Quand la pandémie de Covid-19 a frappé, beaucoup d’entre nous ont eu la même impression : celle d’un système qui devait fonctionner mais qui, pour des raisons profondes, ne parvenait pas à suivre la vitesse de la crise.
Pas seulement au Mali. Pas seulement en Afrique.
Partout, les États ont été débordés.
Mais chez nous, cela s’est ressenti plus brutalement parce que les bases numériques de la santé publique étaient déjà fragiles.
Je me souviens très bien des premières semaines de mars 2020. Nous recevions des messages de partout : des agents de santé perdus devant l’afflux d’informations contradictoires, des citoyens qui ne savaient plus distinguer le vrai du faux, et l’impossibilité matérielle de faire circuler l’information au même rythme que la rumeur.
La question n’était pas technologique. Elle était humaine : comment créer un lien de confiance en pleine tempête ?
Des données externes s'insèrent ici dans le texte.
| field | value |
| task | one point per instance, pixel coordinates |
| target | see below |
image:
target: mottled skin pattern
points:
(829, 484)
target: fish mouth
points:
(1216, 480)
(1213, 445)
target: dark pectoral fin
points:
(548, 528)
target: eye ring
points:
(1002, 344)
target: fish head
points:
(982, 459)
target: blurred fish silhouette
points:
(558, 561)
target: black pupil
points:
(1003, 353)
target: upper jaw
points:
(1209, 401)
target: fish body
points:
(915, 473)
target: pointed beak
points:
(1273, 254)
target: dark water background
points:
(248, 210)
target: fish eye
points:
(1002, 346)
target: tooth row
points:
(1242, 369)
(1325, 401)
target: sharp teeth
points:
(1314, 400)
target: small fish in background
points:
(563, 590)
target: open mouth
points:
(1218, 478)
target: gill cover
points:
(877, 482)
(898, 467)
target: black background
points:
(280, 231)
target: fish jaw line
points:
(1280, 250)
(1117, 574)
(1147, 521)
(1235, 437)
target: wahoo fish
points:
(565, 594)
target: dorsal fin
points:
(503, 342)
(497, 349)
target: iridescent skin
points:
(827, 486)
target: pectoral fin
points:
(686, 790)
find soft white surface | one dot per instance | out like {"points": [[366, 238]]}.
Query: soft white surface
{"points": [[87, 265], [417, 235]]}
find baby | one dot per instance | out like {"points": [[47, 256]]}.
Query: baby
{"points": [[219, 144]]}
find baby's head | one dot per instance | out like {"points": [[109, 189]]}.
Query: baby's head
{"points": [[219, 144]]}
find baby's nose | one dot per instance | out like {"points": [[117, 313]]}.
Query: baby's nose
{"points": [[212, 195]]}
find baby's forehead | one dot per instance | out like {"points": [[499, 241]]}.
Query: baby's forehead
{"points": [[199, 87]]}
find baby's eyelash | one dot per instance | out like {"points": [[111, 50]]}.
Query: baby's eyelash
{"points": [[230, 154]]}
C’est dans cet état d’esprit qu’est née l’idée d’ASSA – Assistant Sanitaire Automatique, que nous avons développé à Tuwindi en partenariat avec le ministère de la Santé et le PNUD.
Notre intention n’était pas de “faire une application de plus”, mais quelque chose de plus simple : un outil utilisable par n’importe qui, même avec un téléphone très basique, même dans une langue locale, même au cœur d’un village.
ASSA a donc été pensé autour de ce qui existait déjà dans la vie des gens :
- le SMS,
- WhatsApp,
- Facebook Messenger,
- et, pour ceux qui en avaient les moyens, une petite application mobile.
L’idée était que chacun puisse poser une question, vérifier un symptôme, obtenir une orientation, ou simplement comprendre la maladie dans une langue qu’il maîtrise : français, bambara, songhaï.
Du côté des autorités sanitaires, un tableau de bord permettait de suivre les cas signalés, les zones sous pression et les besoins urgents.
Rien d’extraordinaire sur le plan technique, mais une immense différence sur le terrain.
Avec un peu de recul, deux ans plus tard, je mesure mieux ce que cette expérience nous a appris.
1. L’information est une forme de soin
On parle souvent de médicaments, de lits d’hôpitaux, de respirateurs.
Mais informer, c’est aussi soigner.
Lorsque les gens ont accès à une information claire, dans leur langue, sur un canal qu’ils utilisent au quotidien, ils paniquent moins et ils agissent mieux.
2. La donnée n’est pas qu’une statistique : c’est une capacité d’action
La pandémie a rappelé une vérité simple : sans données fiables, aucun gouvernement n’est capable d’anticiper.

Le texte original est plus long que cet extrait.